She was halfway down the hill before she stopped and turned back toward me. “It began all the way down there,” she said, turning back toward the slope, her arm outstretched, a single finger pointing down to where the slope suddenly fell sharply in its dive toward the bottom of the mountain. “The race, I mean.”

“They raced
up
the hill?” I asked.

“Yes,” Kelli answered. “From the bottom to where we are now.”

I glanced down the slope. “So steep,” I said.

She nodded. “Very steep,” she said. “What do you think the distance is from here to the bottom?”

“You mean to where that road is?” I asked, meaning the old, abandoned mining trail that skirted across the base of the mountain and along whose dusty, unused ruts Sheriff Stone would soon discern the fresh tracks of a car.

“Yes,” Kelli answered.

“It’s hard to say,” I told her. “Probably around five hundred yards.”

Kelli nodded. “That’s how far they ran then,” she said. “Five hundred yards, all the way from the road to here.”

I eased myself against a tree and stood watching her. “That’s how far who ran?”

She seemed hardly able to believe her own answer. “The fathers,” she said softly.

Then, in the last revelation she would ever grant me, Kelli told the story of Breakheart Hill.

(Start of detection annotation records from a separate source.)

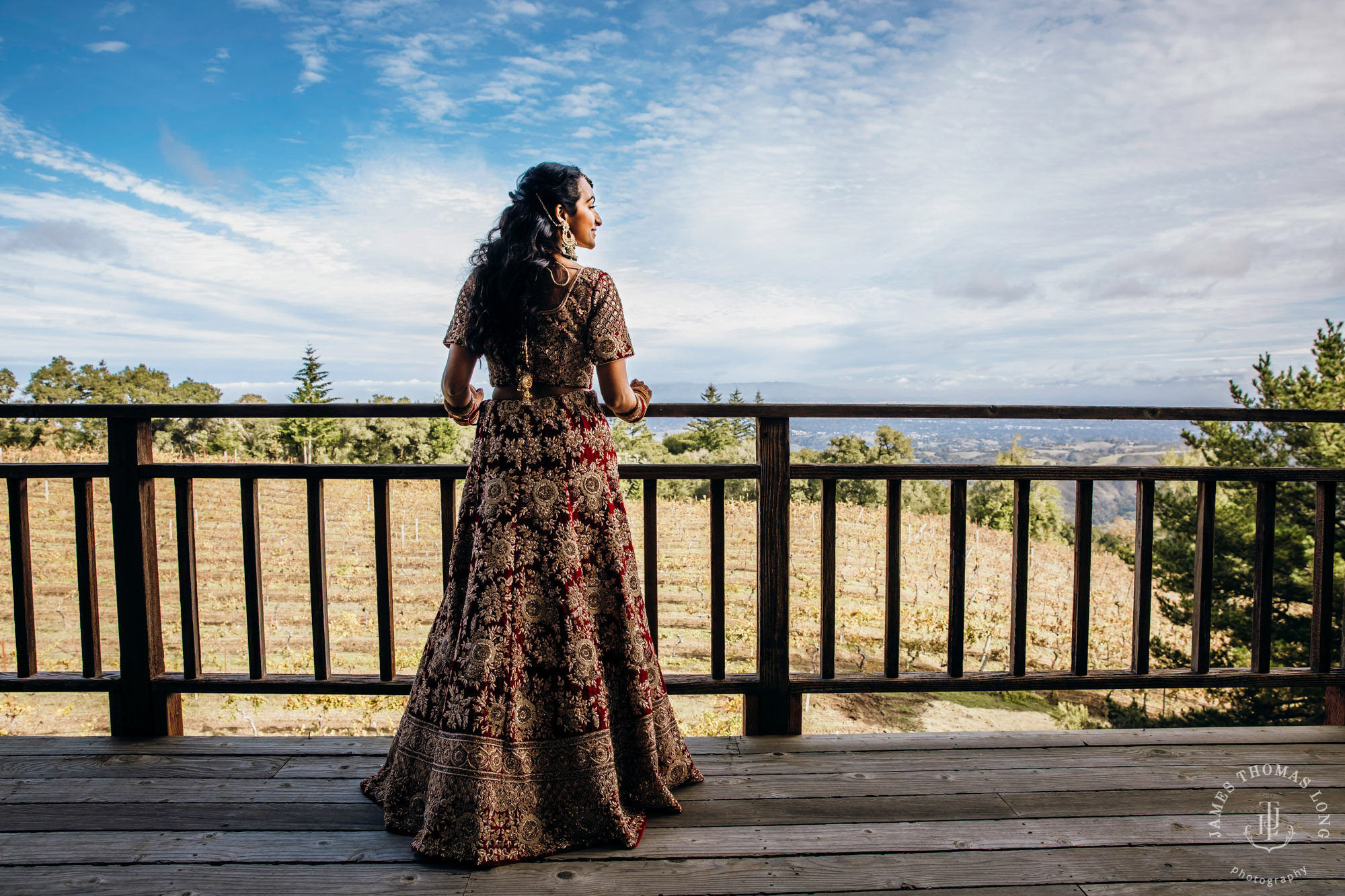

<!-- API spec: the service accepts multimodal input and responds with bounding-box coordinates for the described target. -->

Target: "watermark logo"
[1206,763,1332,887]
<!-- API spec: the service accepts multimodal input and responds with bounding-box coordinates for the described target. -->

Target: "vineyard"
[0,450,1216,735]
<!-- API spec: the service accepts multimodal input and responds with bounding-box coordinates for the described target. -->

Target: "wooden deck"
[0,727,1345,896]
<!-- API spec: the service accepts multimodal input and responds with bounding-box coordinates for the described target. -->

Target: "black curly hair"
[464,161,593,368]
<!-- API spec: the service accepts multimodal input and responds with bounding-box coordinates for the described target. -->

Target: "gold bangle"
[613,389,650,422]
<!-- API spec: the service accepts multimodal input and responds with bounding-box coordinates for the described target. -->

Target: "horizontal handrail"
[10,462,1345,482]
[0,402,1345,423]
[0,403,1345,735]
[785,463,1345,482]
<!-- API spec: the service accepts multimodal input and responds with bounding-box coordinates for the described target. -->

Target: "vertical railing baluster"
[710,479,724,681]
[374,479,397,681]
[1251,482,1275,673]
[1307,482,1336,669]
[643,479,659,653]
[818,479,837,678]
[74,478,102,678]
[1130,479,1154,676]
[948,479,967,678]
[238,478,266,678]
[1190,479,1216,674]
[308,479,332,681]
[174,478,202,680]
[742,417,803,735]
[7,478,38,678]
[1069,479,1092,676]
[1009,479,1032,676]
[108,417,182,737]
[882,479,901,678]
[438,477,457,594]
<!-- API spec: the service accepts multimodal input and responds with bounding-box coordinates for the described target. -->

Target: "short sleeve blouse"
[444,268,635,389]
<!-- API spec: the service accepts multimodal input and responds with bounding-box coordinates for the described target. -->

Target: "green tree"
[686,382,755,451]
[729,389,761,441]
[967,434,1069,541]
[0,367,19,405]
[9,355,219,451]
[280,344,338,464]
[1150,320,1345,725]
[790,425,948,514]
[331,395,472,464]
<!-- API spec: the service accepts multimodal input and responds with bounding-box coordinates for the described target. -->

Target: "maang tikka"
[533,192,580,261]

“The first race was on July 4, 1844,” she began. “It was organized by the slave market. It was part of a promotion, you might say.”

“What kind of promotion?”

“To promote the market. It had opened only a month before, and I guess the owners wanted to draw a lot of people into Choctaw for the auction.”

And so they’d hit upon the idea of a race, one that they hoped would demonstrate the strength of the young Negro males they intended to offer for sale later that same afternoon.

“But they had to give the men a reason to go all out,” Kelli went on. “They couldn’t have them just strolling up the hill. That wouldn’t make anybody want to buy one of them later.”

I smiled, thinking I’d guessed the answer. “So they offered the winner his freedom?”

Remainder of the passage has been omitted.